RFR: 8241613: Suspicious calls to MacroAssembler::null_check(Register, offset) [v2]

Andrew Dinn adinn at openjdk.org
Wed Mar 22 13:38:44 UTC 2023


On Tue, 21 Mar 2023 11:57:04 GMT, Frederic Parain <fparain at openjdk.org> wrote:

> But my point was not about the method itself, it was about cases where this method is used when it is provable that there's no need to insert an explicit null check because the signal handler is able to handle the case.

Ah, ok, apologies for any confusion. I see your point.

I have always understood that the presence of, for example, both `load_klass` and `load_klass_null_check` arises because they predate employment of the signal handler/read-protection for page 0. Without that protection it is necessary to do a `load_klass_null_check` on a path where an oop has not previously been null checked but a `load_klass` will suffice on a path where it is known to be non-null.
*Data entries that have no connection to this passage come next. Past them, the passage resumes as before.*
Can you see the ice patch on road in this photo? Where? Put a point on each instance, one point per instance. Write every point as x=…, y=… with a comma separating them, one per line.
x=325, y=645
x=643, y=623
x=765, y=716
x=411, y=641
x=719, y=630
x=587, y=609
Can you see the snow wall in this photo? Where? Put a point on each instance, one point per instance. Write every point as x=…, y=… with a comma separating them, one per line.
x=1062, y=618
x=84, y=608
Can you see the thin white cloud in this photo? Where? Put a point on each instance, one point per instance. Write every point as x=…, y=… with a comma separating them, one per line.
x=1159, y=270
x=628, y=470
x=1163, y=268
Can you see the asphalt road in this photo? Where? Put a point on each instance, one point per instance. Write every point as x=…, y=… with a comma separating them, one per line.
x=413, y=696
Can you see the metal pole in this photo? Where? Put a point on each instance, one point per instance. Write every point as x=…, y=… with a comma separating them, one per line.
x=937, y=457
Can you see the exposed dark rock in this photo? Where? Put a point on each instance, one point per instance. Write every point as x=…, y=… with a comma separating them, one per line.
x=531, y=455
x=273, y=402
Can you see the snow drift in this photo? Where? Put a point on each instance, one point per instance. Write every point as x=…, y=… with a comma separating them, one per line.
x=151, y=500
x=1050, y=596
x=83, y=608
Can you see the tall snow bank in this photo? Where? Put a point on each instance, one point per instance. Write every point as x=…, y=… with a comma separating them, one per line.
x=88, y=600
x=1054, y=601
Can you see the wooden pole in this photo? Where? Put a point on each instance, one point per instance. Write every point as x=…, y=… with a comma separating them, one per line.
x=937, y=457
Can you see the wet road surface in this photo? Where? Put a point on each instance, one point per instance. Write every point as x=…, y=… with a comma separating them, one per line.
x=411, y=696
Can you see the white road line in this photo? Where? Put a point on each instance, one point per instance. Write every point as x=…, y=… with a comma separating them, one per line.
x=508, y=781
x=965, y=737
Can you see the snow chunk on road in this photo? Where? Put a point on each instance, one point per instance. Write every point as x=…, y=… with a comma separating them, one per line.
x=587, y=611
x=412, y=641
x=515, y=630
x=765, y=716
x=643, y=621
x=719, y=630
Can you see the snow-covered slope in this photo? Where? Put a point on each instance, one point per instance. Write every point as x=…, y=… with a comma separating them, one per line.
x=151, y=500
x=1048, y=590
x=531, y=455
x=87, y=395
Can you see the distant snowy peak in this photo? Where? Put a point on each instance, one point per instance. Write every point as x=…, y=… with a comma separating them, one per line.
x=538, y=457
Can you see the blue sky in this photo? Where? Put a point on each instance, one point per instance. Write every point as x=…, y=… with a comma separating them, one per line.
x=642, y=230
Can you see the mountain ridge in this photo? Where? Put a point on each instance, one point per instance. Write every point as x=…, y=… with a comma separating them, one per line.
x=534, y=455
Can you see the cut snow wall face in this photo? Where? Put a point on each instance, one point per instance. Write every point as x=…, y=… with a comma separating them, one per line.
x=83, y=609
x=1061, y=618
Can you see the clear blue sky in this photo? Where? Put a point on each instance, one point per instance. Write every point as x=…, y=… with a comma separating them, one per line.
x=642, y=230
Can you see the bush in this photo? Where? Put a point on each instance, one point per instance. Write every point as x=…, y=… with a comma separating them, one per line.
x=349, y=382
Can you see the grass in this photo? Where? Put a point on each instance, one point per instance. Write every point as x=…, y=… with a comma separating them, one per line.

I am not sure that is the actual history but I believe it does characterize the intended use of the two method variants.

This distinction may be irrelevant given the current state of affairs but it would matter if for some reason we had to decommission the SEGV handler, for example if OpenJDK were ported to an OS which does not support read-protection for page 0.

I don't suppose we are likely to encounter such a circumstance so it might be reasonable to collapse all calls to `load_klass_null_check` into plain calls to `load_klass`.

That said, there is no good reason for this PR to modify `load_klass_null_check` to always perform a null check (i.e. the call to `null_check(Register)`). Arguably, the existing call to `null_check(Register, int)` could be removed.